In summary, the results of this study provide compelling evidence for successful use of gene therapy as a potential treatment for hearing loss. Collectively, our findings demonstrate the feasibility of effective and durable hearing restoration by viral vector-mediated gene therapy in the inner ear of Clrn2−/− mice. In mouse studies, Clrn2 gene therapy demonstrated a capacity to restore near-normal hearing thresholds, presenting a more comprehensive and natural solution compared to the artificial stimulation of cochlear implants. Clinical findings in patients indicate that hearing loss in human patients with CLRN2 variants may have a later onset and slower progression than in Clrn2-deficient mice, broadening the therapeutic window for effective interventions for CLRN2 genetic disorders. It is thus likely that an early intervention, before symptoms progress, would be key to the complete restoration of hearing function.
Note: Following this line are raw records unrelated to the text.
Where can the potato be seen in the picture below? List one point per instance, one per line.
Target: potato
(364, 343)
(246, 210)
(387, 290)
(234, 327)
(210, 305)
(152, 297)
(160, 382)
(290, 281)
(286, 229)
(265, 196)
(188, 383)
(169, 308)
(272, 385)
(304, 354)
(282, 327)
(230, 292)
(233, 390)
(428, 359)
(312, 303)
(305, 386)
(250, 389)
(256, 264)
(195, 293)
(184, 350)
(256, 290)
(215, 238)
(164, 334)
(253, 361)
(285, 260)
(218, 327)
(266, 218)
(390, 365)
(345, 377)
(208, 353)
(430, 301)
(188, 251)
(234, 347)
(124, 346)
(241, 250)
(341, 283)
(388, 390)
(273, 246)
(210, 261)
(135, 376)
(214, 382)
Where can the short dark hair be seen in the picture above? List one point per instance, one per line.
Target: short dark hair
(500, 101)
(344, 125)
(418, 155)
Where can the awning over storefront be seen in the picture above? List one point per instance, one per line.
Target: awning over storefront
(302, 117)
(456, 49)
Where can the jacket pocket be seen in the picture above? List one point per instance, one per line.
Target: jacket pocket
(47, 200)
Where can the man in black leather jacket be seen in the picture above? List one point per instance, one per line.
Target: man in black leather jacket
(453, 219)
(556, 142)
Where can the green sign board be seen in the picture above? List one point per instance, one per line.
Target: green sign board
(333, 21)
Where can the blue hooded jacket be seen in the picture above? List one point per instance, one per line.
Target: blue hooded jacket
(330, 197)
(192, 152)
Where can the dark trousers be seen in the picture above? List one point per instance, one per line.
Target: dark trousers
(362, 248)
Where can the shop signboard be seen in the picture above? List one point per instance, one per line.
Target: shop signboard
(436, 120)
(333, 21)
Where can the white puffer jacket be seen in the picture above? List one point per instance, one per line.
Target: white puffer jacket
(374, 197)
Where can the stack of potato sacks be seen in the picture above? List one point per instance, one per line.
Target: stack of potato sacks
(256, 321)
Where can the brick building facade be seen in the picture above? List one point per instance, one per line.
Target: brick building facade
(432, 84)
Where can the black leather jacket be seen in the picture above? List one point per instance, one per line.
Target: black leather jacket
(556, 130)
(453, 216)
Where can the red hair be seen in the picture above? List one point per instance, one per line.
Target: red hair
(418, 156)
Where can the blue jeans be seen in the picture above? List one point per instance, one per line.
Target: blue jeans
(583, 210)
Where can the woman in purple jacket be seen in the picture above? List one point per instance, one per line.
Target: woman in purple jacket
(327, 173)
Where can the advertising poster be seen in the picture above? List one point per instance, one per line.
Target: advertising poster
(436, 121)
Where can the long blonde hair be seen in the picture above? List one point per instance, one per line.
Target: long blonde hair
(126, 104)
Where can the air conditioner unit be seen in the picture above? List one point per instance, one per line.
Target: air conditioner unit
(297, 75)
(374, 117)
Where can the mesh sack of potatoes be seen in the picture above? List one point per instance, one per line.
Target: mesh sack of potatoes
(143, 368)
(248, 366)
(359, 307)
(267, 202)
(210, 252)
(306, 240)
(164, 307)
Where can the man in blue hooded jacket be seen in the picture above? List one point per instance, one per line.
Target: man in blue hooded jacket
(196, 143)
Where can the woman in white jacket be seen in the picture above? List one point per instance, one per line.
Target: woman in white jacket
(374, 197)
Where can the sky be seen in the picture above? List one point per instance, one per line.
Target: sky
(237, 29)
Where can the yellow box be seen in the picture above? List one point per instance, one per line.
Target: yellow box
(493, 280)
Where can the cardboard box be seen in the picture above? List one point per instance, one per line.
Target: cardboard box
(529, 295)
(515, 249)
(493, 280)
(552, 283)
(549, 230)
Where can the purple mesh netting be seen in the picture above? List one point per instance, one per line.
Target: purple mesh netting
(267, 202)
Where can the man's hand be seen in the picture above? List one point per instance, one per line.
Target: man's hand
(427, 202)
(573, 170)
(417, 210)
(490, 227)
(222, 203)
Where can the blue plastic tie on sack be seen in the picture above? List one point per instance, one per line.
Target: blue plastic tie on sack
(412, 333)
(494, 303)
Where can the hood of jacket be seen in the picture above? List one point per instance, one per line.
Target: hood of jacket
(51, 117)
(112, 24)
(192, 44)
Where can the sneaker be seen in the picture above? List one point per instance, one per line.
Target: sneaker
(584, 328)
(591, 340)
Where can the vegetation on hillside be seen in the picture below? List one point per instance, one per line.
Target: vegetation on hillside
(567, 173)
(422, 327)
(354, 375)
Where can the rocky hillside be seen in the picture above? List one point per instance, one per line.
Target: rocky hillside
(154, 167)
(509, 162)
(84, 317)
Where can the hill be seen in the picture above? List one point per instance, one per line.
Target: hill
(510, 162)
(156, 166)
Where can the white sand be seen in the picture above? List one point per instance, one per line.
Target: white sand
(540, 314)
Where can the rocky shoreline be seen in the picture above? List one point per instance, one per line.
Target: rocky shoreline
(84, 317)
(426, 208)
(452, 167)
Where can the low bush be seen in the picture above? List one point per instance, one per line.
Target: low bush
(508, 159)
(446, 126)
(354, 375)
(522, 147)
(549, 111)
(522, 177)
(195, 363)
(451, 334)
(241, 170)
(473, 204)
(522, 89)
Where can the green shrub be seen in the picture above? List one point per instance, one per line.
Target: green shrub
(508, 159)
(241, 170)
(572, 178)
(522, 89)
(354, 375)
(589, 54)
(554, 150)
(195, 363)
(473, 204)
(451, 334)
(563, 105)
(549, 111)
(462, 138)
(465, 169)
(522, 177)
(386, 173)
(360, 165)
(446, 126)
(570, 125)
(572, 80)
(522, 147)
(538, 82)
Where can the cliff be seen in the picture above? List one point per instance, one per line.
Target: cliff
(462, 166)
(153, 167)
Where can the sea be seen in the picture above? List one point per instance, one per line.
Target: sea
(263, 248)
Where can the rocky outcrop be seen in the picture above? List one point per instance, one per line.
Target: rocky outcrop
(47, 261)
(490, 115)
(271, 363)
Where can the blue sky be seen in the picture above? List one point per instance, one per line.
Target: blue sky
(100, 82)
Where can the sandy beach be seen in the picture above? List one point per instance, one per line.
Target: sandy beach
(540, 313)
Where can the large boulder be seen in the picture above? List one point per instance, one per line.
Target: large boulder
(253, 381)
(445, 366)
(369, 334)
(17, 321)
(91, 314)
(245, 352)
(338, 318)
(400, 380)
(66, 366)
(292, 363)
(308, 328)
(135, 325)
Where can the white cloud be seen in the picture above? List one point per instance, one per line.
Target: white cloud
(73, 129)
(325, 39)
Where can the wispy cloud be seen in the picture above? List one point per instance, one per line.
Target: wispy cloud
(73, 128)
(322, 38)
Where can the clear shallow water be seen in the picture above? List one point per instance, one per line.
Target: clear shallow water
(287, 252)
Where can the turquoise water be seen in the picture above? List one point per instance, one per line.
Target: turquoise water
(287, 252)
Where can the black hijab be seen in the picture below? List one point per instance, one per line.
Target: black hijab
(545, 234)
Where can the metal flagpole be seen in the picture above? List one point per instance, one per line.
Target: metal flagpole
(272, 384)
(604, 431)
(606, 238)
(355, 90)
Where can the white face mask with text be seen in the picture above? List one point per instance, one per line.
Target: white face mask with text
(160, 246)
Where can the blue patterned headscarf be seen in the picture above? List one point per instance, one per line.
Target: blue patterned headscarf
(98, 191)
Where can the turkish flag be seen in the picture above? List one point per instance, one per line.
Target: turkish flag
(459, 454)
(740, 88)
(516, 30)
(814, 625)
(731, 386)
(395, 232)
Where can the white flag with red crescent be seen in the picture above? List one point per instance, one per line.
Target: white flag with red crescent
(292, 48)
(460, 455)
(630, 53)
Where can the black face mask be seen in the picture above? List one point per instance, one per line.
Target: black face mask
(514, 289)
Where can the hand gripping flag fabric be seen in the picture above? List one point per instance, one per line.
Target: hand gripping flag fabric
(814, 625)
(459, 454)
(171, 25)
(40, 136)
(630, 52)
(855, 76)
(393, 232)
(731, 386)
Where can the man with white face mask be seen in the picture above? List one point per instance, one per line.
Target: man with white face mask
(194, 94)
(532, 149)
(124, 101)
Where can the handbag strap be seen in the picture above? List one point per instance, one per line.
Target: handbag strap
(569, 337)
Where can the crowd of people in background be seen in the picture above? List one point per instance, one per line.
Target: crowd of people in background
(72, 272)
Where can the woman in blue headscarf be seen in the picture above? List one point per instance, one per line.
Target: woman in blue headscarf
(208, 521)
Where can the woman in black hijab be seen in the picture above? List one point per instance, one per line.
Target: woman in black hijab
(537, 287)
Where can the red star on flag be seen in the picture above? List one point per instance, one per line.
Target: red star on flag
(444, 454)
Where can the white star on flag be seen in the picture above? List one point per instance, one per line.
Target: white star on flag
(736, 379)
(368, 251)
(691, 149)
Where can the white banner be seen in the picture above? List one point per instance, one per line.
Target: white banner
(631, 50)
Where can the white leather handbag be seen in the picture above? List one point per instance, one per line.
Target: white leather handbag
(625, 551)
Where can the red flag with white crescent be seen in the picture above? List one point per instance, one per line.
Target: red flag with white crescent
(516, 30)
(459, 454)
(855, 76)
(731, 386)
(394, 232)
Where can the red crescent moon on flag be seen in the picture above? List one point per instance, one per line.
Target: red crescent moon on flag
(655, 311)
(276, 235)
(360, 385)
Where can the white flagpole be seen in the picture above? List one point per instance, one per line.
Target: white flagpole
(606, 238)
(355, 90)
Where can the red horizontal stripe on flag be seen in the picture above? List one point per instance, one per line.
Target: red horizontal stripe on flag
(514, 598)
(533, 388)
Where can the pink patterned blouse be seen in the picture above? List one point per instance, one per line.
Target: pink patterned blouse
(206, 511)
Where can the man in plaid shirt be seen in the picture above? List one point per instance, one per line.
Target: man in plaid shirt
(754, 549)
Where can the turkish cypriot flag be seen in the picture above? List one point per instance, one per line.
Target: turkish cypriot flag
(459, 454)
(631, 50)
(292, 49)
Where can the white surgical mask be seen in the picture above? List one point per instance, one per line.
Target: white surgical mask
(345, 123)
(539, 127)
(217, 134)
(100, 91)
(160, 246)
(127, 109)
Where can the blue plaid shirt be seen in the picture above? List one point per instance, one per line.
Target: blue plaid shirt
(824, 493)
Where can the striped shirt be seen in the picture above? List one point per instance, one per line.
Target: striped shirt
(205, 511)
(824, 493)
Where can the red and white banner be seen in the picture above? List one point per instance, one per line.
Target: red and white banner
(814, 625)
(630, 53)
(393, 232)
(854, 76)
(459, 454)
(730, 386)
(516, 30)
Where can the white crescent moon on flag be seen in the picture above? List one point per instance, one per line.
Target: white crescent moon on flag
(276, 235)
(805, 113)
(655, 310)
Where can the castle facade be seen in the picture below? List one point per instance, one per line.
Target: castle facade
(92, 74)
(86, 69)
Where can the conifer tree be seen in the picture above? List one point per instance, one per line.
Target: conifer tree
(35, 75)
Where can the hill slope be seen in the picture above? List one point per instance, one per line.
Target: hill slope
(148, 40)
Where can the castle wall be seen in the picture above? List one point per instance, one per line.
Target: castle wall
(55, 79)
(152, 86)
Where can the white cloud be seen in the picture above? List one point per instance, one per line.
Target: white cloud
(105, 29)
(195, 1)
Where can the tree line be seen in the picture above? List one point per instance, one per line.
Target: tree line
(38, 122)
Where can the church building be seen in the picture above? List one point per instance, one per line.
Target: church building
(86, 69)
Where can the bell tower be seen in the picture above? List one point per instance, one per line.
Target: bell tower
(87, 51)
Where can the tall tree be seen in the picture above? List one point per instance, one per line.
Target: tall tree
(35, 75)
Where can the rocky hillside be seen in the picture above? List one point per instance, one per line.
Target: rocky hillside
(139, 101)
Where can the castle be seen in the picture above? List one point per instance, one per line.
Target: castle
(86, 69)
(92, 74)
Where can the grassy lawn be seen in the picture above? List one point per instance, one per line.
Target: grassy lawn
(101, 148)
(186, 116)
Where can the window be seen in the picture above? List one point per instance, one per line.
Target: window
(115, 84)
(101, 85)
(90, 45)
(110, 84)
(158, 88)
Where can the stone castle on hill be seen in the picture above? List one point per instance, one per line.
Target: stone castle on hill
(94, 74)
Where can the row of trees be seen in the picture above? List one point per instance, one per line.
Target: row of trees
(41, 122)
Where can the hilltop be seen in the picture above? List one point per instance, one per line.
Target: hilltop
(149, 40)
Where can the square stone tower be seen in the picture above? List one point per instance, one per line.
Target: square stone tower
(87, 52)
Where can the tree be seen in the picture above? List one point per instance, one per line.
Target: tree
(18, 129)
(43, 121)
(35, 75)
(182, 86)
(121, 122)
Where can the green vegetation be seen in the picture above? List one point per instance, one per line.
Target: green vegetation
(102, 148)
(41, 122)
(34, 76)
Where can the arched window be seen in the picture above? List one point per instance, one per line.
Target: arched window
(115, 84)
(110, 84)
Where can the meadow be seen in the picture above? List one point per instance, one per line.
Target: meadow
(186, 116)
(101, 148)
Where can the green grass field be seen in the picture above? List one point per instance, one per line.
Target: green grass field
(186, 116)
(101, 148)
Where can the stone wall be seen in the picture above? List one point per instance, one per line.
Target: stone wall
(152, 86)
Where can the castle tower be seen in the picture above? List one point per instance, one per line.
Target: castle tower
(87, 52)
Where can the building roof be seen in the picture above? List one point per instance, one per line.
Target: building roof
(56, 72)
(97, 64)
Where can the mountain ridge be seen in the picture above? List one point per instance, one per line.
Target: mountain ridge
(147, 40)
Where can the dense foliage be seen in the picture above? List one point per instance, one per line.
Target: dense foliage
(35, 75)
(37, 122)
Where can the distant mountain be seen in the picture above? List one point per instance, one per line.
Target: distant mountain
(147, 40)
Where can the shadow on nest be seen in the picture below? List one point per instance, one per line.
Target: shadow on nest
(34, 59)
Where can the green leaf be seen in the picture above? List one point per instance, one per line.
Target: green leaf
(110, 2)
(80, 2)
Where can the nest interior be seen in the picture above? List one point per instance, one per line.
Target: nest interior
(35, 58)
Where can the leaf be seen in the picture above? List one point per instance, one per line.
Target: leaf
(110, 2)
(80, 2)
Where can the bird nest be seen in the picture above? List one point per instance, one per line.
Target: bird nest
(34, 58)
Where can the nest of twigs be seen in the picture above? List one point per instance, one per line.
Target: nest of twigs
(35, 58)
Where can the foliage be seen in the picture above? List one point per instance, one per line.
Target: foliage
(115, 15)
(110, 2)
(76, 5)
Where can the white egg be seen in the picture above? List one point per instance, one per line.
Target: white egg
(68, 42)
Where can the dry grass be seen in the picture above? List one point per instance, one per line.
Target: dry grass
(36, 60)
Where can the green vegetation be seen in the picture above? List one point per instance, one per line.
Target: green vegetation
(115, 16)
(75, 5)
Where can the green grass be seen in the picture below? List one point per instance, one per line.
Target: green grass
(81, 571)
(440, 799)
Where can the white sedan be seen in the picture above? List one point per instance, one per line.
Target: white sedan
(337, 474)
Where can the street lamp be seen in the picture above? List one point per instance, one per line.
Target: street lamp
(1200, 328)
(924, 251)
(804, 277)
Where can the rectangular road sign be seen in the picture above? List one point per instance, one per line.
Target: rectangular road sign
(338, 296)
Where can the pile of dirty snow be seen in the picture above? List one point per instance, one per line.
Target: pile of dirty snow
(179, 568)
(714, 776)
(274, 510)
Overall, this substantial preservation of normal hearing in a model of progressive hearing loss positions gene therapy as a curative solution for profound qualitative improvement in auditory function and marks a significant step forward in the pursuit of auditory restoration.
Materials and methods
Study approval
All animal procedures were approved by the Animal Experimentation Ethics Committee (CETEA) of Institut Pasteur and accredited by the French Ministry of Agriculture to allow experiments on live mice (accreditation APAFIS#28758–2020122111365980 v1, issued on 28 December 2020) in appliance of the French and European regulations on care and protection of the Laboratory Animals (Directive 2010/63 EU, French Law 2013-118, 6 February 2013). Protocols were approved by the veterinary staff animal facility and by the biostatistics staff of Institut Pasteur. Human samples were obtained after written informed consent, in accordance with the Declaration of Helsinki and approved by the local institutional ethics board (no. 3/2/16, University Medical Center Göttingen, Germany).
Reagents
The full summary of AAV vectors, antibodies, chemicals, medications, and primers is listed in Table S1.
Mice
C57BL/6J Clrn2−/− mice15 (Clrn2mpc169H, MGI: 5792002, MRC Harwell Institute, UK) were backcrossed with the B6-Cdh23c.753G strain46 (Cdh23ahl+em3H, MGI: 5749861, MRC Harwell Institute, UK) to eliminate the age-related hearing loss encountered in B6 mice commonly bearing the Cdh23c.753A allele. Mice were housed under specific pathogen-free conditions in individually ventilated cages, in a temperature-controlled room, exposed to a 12-h light/dark cycle. Water and food were available ad libitum. Male and female mice exhibited similar phenotypes, leading to their grouping together based on genotype.
Genotyping
Genomic DNA from P5 to P8 toe biopsies was extracted and amplified using the REDExtract-N-Amp Tissue PCR Kit. Targeted regions were PCR amplified using genotyping primers Geno_Cdh23_F/R or Geno_Clrn2_F/R. The PCR products were further treated with Fast AP Thermosensitive Alkaline Phosphatase and ExoI Exonuclease before sending to Eurofins Genomics (www.eurofinsgenomics.eu) for Sanger sequencing.
AVV vectors
Our vectors were designed with the online design platform of VectorBuilder (www.vectorbuilder.com), which also ensured molecular cloning, plasmid DNA preparation, and packaging in AAV9-PHP.eB vectors.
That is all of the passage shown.